La Commissione Europea ha proposto al Consiglio e al Parlamento UE l’adozione di un programma per l’attuazione di un nuovo modello di “economia circolare”, progetto già promosso a livello mondiale in seno all’ONU, ma che stenta a decollare in modo definitivo e vincolante. Numerose le resistenze, soprattutto di quei paesi ancora legati ad una economia di tipo “lineare” (tradizionale).
In questo ambito, l’Italia, nonostante ritardi e gap che ne contraddistinguono il territorio, si pone ai primi posti nella circolarità della produzione rispetto alle prime cinque economie europee.
Che cosa significa “economia circolare”?
Non si tratta del solito tema dell’ecologia e della biodiversità, ma di un modello industriale di produzione che, senza rinunciare ai processi di estrazione e di trasformazione delle materie prime, parte dal presupposto che nulla deve essere sprecato e abbandonato come scarto.
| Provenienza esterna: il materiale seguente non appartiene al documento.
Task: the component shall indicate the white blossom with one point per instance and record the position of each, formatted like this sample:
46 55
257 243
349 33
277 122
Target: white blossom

L’economia circolare è un’economia concepita per rigenerarsi da sola, dove le materie usate non vengono collocate in discarica come rifiuti, ma da ogni risorsa si cerca di trarre il massimo, reimmettendola nel ciclo produttivo per un nuovo impiego.
Si tratta, quindi, di una grande ruota, un cerchio appunto, in cui ogni fase trova il proprio completamento nell’altra, ogni step è la premessa per lo step successivo.
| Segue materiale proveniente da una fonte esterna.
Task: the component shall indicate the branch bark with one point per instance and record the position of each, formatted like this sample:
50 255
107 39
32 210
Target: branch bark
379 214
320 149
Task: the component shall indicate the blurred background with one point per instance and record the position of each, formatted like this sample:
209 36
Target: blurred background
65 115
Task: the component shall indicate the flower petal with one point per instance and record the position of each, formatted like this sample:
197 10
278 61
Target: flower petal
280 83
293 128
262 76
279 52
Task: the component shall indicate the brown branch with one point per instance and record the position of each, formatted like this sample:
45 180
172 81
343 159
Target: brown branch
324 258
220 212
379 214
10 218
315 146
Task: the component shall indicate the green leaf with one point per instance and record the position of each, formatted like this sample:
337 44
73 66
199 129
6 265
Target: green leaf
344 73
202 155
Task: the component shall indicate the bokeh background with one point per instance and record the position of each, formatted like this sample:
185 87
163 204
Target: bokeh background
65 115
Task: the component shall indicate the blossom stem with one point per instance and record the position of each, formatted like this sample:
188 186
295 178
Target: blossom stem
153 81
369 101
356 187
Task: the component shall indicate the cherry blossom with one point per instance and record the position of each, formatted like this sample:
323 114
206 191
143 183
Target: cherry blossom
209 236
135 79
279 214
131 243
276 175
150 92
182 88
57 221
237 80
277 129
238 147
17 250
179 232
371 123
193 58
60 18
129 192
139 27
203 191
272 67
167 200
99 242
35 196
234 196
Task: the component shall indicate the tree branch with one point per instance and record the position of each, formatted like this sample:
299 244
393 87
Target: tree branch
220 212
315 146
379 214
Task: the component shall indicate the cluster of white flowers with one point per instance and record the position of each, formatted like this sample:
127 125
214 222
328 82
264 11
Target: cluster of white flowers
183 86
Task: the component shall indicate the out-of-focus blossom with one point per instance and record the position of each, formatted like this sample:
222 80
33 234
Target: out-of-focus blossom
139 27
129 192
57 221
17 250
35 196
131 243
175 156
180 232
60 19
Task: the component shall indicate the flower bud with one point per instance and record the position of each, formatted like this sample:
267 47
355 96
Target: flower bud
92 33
La rivoluzione industriale del Settecento ci ha accompagnati fino al Ventunesimo secolo con un modello di produzione “lineare”: un inizio, una fine, un punto, uno stop, dalla materia al rifiuto, nessuna possibilità di recupero o di riciclo. In un sistema a combustione di massa, questa tipologia di progettazione e produzione comporta un grande consumo e spreco di risorse poiché ogni volta la catena industriale deve ricominciare daccapo.
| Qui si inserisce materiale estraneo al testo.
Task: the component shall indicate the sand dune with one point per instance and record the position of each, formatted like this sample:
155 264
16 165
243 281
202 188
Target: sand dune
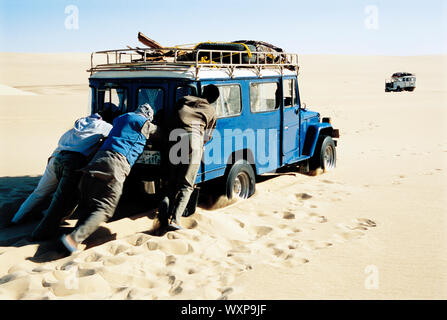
299 236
L’obiettivo dell’economia circolare è quello di cambiare e migliorare il modo in cui produciamo le cose, aumentando il tasso di riciclo delle materie prime e ponendo al centro della filiera produttiva la sostenibilità del sistema. In un “contesto circolare”, non ci sono prodotti di scarto e le materie impiegate vengono costantemente riutilizzate.
In Italia, ad esempio, ogni chilogrammo di materia consumata genera 3 Euro di PIL contro una media europea di 2,24 Euro/kg.
I rifiuti di qualcuno, diventano risorse per qualcun altro.
Come detto, per il momento, sono solo proposte della Commissione Europea, al vaglio del Consiglio e del Parlamento, ma l’obiettivo per il periodo 2025-2030 sarebbe quello:
- del riciclaggio del 70% dei rifiuti urbani;
- del riciclaggio dell’80% degli imballaggi delle merci;
- della creazione di nuovi posti di lavoro; se ne stimano solo in Europa 580.000.
Com’è fatto un prodotto “circolare”?
Si tratta di un interrogativo sbagliato: in un sistema economico circolare, al centro del sistema di produzione non si colloca tanto il prodotto o la proprietà, ma la funzione e l’utilizzo (o riutilizzo) del bene. Un esempio? L’elettrodomestico. Non più elettrodomestici usa e getta come ci siamo abituati a vedere negli ultimi anni, ma beni durevoli riparabili e, al termine del loro ciclo vita, smontabili nelle diverse parti componenti e assemblabili ex novo in nuovi prodotti.
Che cosa provocherebbe l’economia circolare?
- Il risparmio sui costi di produzione: il valore aggiunto in alcuni settori qualificanti per l’economia circolare in Italia è stato nel 2016 di 18.020 miliardi di Euro, l’1,07% del PIL*.
- L’acquisizione per le imprese di un vantaggio competitivo: mediamente, in Italia, un’impresa della riparazione genera un valore annuo di quasi 92.000 Euro.
- Il prolungamento dell’uso produttivo dei materiali e l’aumento della loro efficienza: si stima che l’inquinamento atmosferico abbia un costo economico pari al 3,3% del PIL mondiale*.
- La riduzione dell’inquinamento atmosferico: si stima che l’inquinamento abbia un costo economico pari al 3,3% del PIL mondiale**.
- La cessazione della qualifica di rifiuto (“End of Waste”): la produzione complessiva di rifiuti raggiunge in Italia il valore del 22,7% contro una media europea del 12,8%**.
Come si può ben comprendere, non è solo un tema di uso di energie rinnovabili o di miglioramento dell’efficienza energetica, ma di sviluppo di un’economia capace di sostenere le sfide climatiche, ecologiche e sociali, senza rinunciare ad accrescere la competitività delle imprese.
* Fonte: “Rapporto sull’Economia Circolare in Italia”, 2019, Enea.
** Fonte: “Center for research on energy and clean air”.